Tutto sta cambiando molto rapidamente nelle ultime settimane – a livello economico, ecologico, tecnologico e sociale. A differenza di altri sconvolgimenti su larga scala, in questo caso la fine sembra ancora lontana. Gli uragani, i terremoti e i blackout hanno una breve durata; tutti aspettano che questo periodo di difficoltà passi per poi cominciare con la ricostruzione e un rapido ritorno alla solita vita quotidiana.
Il coronavirus è molto diverso. La maggior parte delle persone si sta ingegnando per riuscire a trovare nuove soluzioni; nessuno si sta limitando solo ad attendere che la questione si risolva. Per esempio, per molti anni le aziende tecnologiche hanno sperimentato per il loro personale il lavoro da casa, ma questo sistema non è mai stato realmente applicato e messo in atto su larga scala. Seattle è una delle città degli Stati Uniti più colpite dal virus ed è la sede di alcune delle più grandi aziende tecnologiche del mondo, tra cui Microsoft e Amazon. Nell’ultima settimana, la maggior parte di queste aziende ha chiesto al proprio personale di lavorare da casa e alcune di esse lo hanno reso persino obbligatorio. Tutto ciò potrebbe trasformare per sempre il lavoro e gli stili di vita evitando il pendolarismo, i palazzi di uffici, gli ingorghi, i parcheggi e così via.
Qualche giorno fa ha iniziato a circolare un’immagine satellitare che fa un confronto tra Pechino prima del virus e dopo il blocco della Cina. Nella prima immagine si vedevano le nuvole di inquinamento, mentre nell’altra veniva fotografato un cielo senza nuvole. Il rallentamento della produzione ha determinato una riduzione del traffico aereo e un aumento delle persone che lavorano da casa; questi ultimi cambiamenti potrebbero esserci di aiuto per raggiungere l’obiettivo a lungo termine dell’accordo di Parigi sul contenimento dell’aumento della temperatura.
Ogni paese sta cercando di affrontare il virus a modo suo, ma il virus non ha frontiere e con il tasso attuale di un milione di persone che viaggiano ogni giorno, è quasi impossibile tenerlo sotto controllo a lungo termine. L’Italia ne è un buon esempio; mettere il paese in isolamento avrà altri tipi di conseguenze, forse dannose quanto il virus stesso. L’economia italiana dipende fortemente dal turismo e l’isolamento potrebbe mettere migliaia di imprese e lavoratori in immediata difficoltà economica, colpendo istituzioni come banche, agenti immobiliari e agricoltori e continuando ad allargarsi oltre il turismo.
Questa emergenza è una questione globale, poiché i nostri sistemi economici, ecologici, ambientali, energetici, di produzione alimentare, di comunicazione e tecnologici funzionano tutti in struttura.

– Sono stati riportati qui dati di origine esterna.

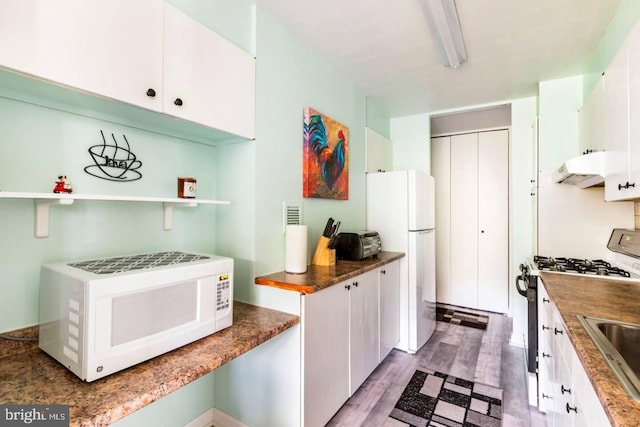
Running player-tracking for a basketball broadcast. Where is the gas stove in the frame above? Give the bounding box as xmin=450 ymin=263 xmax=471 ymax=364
xmin=533 ymin=255 xmax=632 ymax=278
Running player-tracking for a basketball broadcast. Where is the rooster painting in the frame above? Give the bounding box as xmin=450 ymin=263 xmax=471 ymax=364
xmin=303 ymin=108 xmax=349 ymax=200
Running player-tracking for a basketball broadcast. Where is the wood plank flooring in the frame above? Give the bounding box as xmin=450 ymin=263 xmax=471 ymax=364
xmin=327 ymin=308 xmax=546 ymax=427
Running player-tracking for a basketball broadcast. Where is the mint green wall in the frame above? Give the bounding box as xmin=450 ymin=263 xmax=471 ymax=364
xmin=391 ymin=113 xmax=431 ymax=173
xmin=214 ymin=8 xmax=376 ymax=427
xmin=583 ymin=0 xmax=640 ymax=99
xmin=0 ymin=94 xmax=224 ymax=331
xmin=166 ymin=0 xmax=255 ymax=54
xmin=366 ymin=98 xmax=391 ymax=139
xmin=0 ymin=0 xmax=390 ymax=426
xmin=251 ymin=9 xmax=366 ymax=284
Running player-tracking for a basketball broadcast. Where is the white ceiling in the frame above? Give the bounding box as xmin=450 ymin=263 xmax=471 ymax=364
xmin=254 ymin=0 xmax=622 ymax=117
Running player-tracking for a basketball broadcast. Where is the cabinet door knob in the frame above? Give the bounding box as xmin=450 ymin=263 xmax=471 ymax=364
xmin=566 ymin=402 xmax=578 ymax=414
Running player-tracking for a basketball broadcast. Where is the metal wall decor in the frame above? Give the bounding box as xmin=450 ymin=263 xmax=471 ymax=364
xmin=84 ymin=130 xmax=142 ymax=182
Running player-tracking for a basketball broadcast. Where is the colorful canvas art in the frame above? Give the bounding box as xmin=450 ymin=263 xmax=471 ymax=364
xmin=302 ymin=107 xmax=349 ymax=200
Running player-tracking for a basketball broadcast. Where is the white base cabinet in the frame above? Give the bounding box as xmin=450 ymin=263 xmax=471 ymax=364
xmin=301 ymin=281 xmax=350 ymax=426
xmin=538 ymin=280 xmax=610 ymax=427
xmin=301 ymin=261 xmax=399 ymax=427
xmin=378 ymin=261 xmax=400 ymax=362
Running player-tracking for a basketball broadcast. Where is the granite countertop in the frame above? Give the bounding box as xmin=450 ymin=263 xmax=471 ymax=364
xmin=0 ymin=301 xmax=300 ymax=426
xmin=540 ymin=272 xmax=640 ymax=427
xmin=255 ymin=252 xmax=404 ymax=294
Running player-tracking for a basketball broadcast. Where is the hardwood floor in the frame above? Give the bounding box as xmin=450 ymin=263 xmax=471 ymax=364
xmin=327 ymin=308 xmax=546 ymax=427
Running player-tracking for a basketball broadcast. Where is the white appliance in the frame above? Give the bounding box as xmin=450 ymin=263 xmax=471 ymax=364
xmin=367 ymin=170 xmax=436 ymax=353
xmin=39 ymin=252 xmax=233 ymax=381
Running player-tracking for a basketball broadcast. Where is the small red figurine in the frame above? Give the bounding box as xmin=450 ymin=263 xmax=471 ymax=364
xmin=53 ymin=175 xmax=73 ymax=193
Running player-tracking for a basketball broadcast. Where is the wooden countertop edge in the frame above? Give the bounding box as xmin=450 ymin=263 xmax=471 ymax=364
xmin=255 ymin=251 xmax=405 ymax=294
xmin=0 ymin=301 xmax=300 ymax=427
xmin=541 ymin=272 xmax=640 ymax=427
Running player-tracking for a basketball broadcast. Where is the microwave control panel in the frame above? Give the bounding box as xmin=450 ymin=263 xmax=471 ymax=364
xmin=216 ymin=274 xmax=231 ymax=311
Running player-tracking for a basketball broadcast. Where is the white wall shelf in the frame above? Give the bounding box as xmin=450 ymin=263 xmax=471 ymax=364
xmin=0 ymin=191 xmax=230 ymax=237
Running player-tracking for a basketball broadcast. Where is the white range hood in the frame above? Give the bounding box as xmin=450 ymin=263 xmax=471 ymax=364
xmin=552 ymin=151 xmax=605 ymax=188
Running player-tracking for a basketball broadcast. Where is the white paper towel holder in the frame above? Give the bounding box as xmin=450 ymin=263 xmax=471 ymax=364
xmin=285 ymin=224 xmax=308 ymax=274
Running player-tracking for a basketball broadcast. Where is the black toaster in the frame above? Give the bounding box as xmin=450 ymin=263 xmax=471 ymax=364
xmin=335 ymin=231 xmax=382 ymax=261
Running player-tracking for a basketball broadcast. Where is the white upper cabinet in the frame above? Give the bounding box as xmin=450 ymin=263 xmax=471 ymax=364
xmin=0 ymin=0 xmax=255 ymax=139
xmin=163 ymin=3 xmax=255 ymax=138
xmin=579 ymin=75 xmax=606 ymax=154
xmin=605 ymin=21 xmax=640 ymax=201
xmin=0 ymin=0 xmax=164 ymax=111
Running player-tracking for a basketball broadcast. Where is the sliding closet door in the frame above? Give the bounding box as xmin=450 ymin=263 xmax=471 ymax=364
xmin=431 ymin=130 xmax=509 ymax=313
xmin=478 ymin=130 xmax=509 ymax=313
xmin=448 ymin=133 xmax=478 ymax=307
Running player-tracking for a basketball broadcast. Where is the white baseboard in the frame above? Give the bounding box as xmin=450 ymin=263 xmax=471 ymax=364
xmin=184 ymin=408 xmax=249 ymax=427
xmin=184 ymin=408 xmax=213 ymax=427
xmin=211 ymin=408 xmax=249 ymax=427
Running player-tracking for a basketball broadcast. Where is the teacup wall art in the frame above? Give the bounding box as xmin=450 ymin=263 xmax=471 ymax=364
xmin=84 ymin=131 xmax=142 ymax=182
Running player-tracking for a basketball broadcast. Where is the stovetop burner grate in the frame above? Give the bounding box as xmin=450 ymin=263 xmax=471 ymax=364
xmin=67 ymin=251 xmax=209 ymax=274
xmin=533 ymin=255 xmax=631 ymax=277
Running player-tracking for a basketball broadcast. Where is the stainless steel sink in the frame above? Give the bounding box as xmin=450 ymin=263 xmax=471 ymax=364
xmin=578 ymin=315 xmax=640 ymax=402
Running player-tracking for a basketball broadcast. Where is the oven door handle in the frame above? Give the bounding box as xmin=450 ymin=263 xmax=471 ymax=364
xmin=516 ymin=274 xmax=528 ymax=298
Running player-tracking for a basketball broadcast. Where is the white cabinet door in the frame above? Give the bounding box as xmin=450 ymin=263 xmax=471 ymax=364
xmin=451 ymin=133 xmax=479 ymax=308
xmin=578 ymin=74 xmax=605 ymax=154
xmin=604 ymin=34 xmax=640 ymax=201
xmin=538 ymin=283 xmax=556 ymax=419
xmin=365 ymin=128 xmax=393 ymax=173
xmin=349 ymin=270 xmax=380 ymax=395
xmin=301 ymin=280 xmax=351 ymax=426
xmin=616 ymin=25 xmax=640 ymax=199
xmin=477 ymin=130 xmax=510 ymax=313
xmin=378 ymin=261 xmax=400 ymax=362
xmin=0 ymin=0 xmax=164 ymax=111
xmin=163 ymin=3 xmax=255 ymax=138
xmin=431 ymin=136 xmax=454 ymax=304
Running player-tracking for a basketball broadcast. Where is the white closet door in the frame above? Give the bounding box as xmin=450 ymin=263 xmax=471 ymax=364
xmin=478 ymin=130 xmax=509 ymax=313
xmin=451 ymin=133 xmax=478 ymax=308
xmin=431 ymin=136 xmax=453 ymax=304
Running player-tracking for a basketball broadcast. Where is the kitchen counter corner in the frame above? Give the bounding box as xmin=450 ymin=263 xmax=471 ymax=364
xmin=0 ymin=301 xmax=300 ymax=427
xmin=255 ymin=252 xmax=404 ymax=294
xmin=540 ymin=272 xmax=640 ymax=427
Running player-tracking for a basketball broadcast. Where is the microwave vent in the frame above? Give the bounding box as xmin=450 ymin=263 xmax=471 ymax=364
xmin=282 ymin=202 xmax=302 ymax=233
xmin=67 ymin=251 xmax=209 ymax=274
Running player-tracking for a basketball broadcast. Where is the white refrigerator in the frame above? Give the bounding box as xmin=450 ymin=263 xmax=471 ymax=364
xmin=367 ymin=170 xmax=436 ymax=353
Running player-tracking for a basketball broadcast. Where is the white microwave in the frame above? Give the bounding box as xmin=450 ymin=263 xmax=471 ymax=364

Viviamo TUTTI sullo stesso pianeta e avremo bisogno di una nuova fase di comprensione, sviluppo e tipo di progetto futuro. Dobbiamo smettere di pensare solo a noi stessi, alla nostra famiglia, al nostro quartiere, al nostro paese. Questo virus va direttamente contro il modo in cui strutturiamo i nostri sistemi sanitari. È ridicolo che qui negli Stati Uniti (N.d.T.) tutti paghino un’assicurazione sanitaria che copre le spese mediche. Un virus non si comporta in questa maniera. Il problema non è solo se si prende il virus, ma cosa accade alle persone prive di un’assicurazione sanitaria sociale che si potrebbero contagiare.
Le conseguenze disastrose della Seconda Guerra Mondiale, che ha devastato gran parte dell’Europa e causato milioni di morti, hanno dato vita alle Nazioni Unite. L’Onu fu fondata per salvaguardare la democrazia, la libertà e la pace all’indomani del nazismo e della Seconda Guerra Mondiale. E il predecessore dell’Onu, la Lega delle Nazioni, è stata creata come diretta conseguenza della Prima Guerra Mondiale.
Come canta John Lennon in “Imagine”, speriamo che in seguito al coronavirus il mondo si unisca per abbandonare tutte le precedenti credenze, dare priorità alla vita e al benessere di ogni essere umano sul pianeta e impegnarsi a usare gli strumenti e il criterio della nonviolenza per progredire verso la costruzione di una Nazione Umana Universale.